Como se chama senhorita? – indaguei
Nathalia – respondeu a loira timidamente, enrolando o cabelo com o dedo e mordendo um pequeno pedaço do lábio inferior o deixando ainda mais vermelho.
É aluna nova certo? -perguntei observando-a
Sim senhora, me mudei para Paris este ano – responde a Loira
Muito bom, me chamo Simone e leciono literatura, se necessitar de aulas extras é só me procurar. Au revoir – Me retirei da sala sentindo lindos olhos azuis acompanharem meus movimentos.

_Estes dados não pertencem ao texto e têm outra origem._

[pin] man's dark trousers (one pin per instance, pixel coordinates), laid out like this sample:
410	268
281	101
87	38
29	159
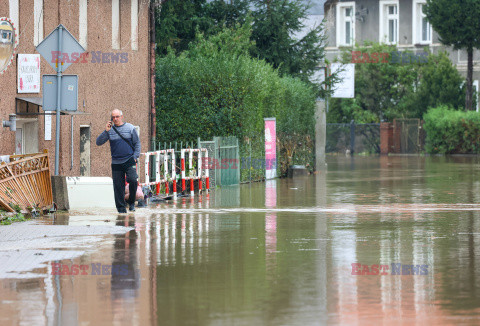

Dei aula até a noite, mas nunca tirando aqueles olhos azuis e o rosto angelical da mente. Retornei para casa encontrando um bilhete em cima da mesa onde Jean dizia que iria trabalhar muito pelos próximos dois dias pois estava muito empenhado em um livro e provavelmente não poderia me encontrar. Eu e Jean possuíamos um relacionamento aberto, que já veem acontecendo a alguns anos, por um tempo até tentamos algo mais privado, mas descobri que não tenho vocação para este tipo de relacionamento chegando a conclusão que algo mais aberto que não nos prendesse seria melhor para nós dois. Conhecia algumas mulheres com que ele se relacionava ocasionalmente e as vezes até dividia umas de minhas companheiras com ele. Jean é aquele tipo de homem que deixa qualquer mulher louca, branco, alto com ombros largos ,abdômen definido, olhos verdes e um cabelo castanho claro muito macio. Nós não somos nada parecidos com os casais tradicionais afinal não é sempre que se vê dois intelectuais militantes que vão contra tudo que a sociedade francesa defende, sendo criticados sempre pela burguesia gerando mais constrangimento para a minha família que faz parte de uma aristocracia decadente.
Fui me deitar e embora estivesse muito cansada não conseguia relaxar, não consegui tirar da cabeça aqueles olhos azuis, a forma como ela mexia em seu cabelo e mordia sua boca grande que deve ser tão doce e pura. Não aguentando a pressão e esse sentimento que me dominava fui obrigada a me tocar e só assim percebi o quanto estava molhada e como apenas aquele pensamento havia me deixado excitada e agora assustada.